V.E.H. is the spectral analysis working group lead, the OTES deputy instrument scientist, and wrote this manuscript. A.A.S. is the spectral analysis working group deputy, the OVIRS deputy instrument scientist, and led the calibration of the OVIRS data and production of the disk-integrated average spectrum. P.R.C. is the OTES instrument scientist and led the calibration of OTES data. D.C.R. is the OVIRS instrument scientist. B.E.C. is the OSIRIS-REx Mission Asteroid Scientist. M.A.B., H.H.K., R.D.H. and A.P. contributed to the analysis of the OVIRS 2.7 µm band. N.E.B. hosts the laboratory that made the simulated asteroid environment spectral measurements. W.V.B. is the mission instrument scientist and contributed to ensuring the mission plan enables the instruments to meet their observation requirements. J.R.B., E.A.C., S.F., C.L., J.-Y.L., F.M., S.A.S., C.A.T. and X.-D.Z. contributed to the development of science pipeline software. H.C.C. Jr is the mission sample scientist and helped guide the selection and acquisition of the meteorite samples used in this work.

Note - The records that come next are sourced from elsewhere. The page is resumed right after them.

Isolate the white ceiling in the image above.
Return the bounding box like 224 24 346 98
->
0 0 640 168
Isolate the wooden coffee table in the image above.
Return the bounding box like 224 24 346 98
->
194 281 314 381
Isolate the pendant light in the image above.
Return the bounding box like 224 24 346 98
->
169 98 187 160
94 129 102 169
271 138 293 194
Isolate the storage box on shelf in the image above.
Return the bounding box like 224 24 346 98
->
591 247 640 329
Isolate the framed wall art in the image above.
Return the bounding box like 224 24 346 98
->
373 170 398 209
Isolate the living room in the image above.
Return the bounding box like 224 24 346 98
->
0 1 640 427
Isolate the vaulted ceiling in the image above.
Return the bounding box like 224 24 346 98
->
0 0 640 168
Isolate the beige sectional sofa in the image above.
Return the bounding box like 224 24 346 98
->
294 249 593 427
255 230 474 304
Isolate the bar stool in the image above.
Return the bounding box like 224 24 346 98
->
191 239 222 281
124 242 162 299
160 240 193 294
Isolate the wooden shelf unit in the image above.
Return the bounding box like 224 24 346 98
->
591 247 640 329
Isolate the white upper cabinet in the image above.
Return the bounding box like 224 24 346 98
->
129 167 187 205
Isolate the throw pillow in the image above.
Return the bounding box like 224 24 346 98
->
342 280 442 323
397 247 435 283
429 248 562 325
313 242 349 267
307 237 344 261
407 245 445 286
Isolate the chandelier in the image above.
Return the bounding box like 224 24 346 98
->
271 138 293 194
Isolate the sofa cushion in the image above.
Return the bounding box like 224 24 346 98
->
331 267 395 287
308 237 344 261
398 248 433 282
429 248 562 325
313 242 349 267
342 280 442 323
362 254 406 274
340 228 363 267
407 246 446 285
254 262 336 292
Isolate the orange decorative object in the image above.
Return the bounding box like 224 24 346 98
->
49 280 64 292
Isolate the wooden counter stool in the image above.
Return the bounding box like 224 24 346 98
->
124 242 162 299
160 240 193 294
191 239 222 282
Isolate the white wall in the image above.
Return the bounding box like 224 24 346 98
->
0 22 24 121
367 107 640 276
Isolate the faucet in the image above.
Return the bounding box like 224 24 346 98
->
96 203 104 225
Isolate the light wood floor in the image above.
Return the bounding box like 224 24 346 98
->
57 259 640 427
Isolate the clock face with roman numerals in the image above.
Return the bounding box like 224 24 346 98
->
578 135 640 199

K.L.D.H. measured the samples shown in Fig. 4b. J.P.E. and B.R. contributed to the subtraction of thermal emission from OVIRS spectra. H.L.E. is the deputy principal investigator for the OSIRIS-REx mission. C.W.H. contributed to the data processing and analysis of OTES spectra. E.S.H. contributed to the development of science pipeline software and provided manual processing of some of the data shown in this manuscript. L.P.K. and T.J.M. helped guide the selection and acquisition of the meteorite samples used in this work. L.F.L. contributed to extensive discussions about the laboratory measurements. M.C.N. is the science team chief and contributed the resampled solar spectrum used in the calibration of OVIRS data. D.L.S. contributed to the preparation and characterization of meteorite samples used in this work. D.S.L. is the OSIRIS-REx principal investigator and the entire OSIRIS-REx Team made the Bennu encounter possible.

Competing interests

The authors declare no competing interests.

Correspondence to V. E. Hamilton.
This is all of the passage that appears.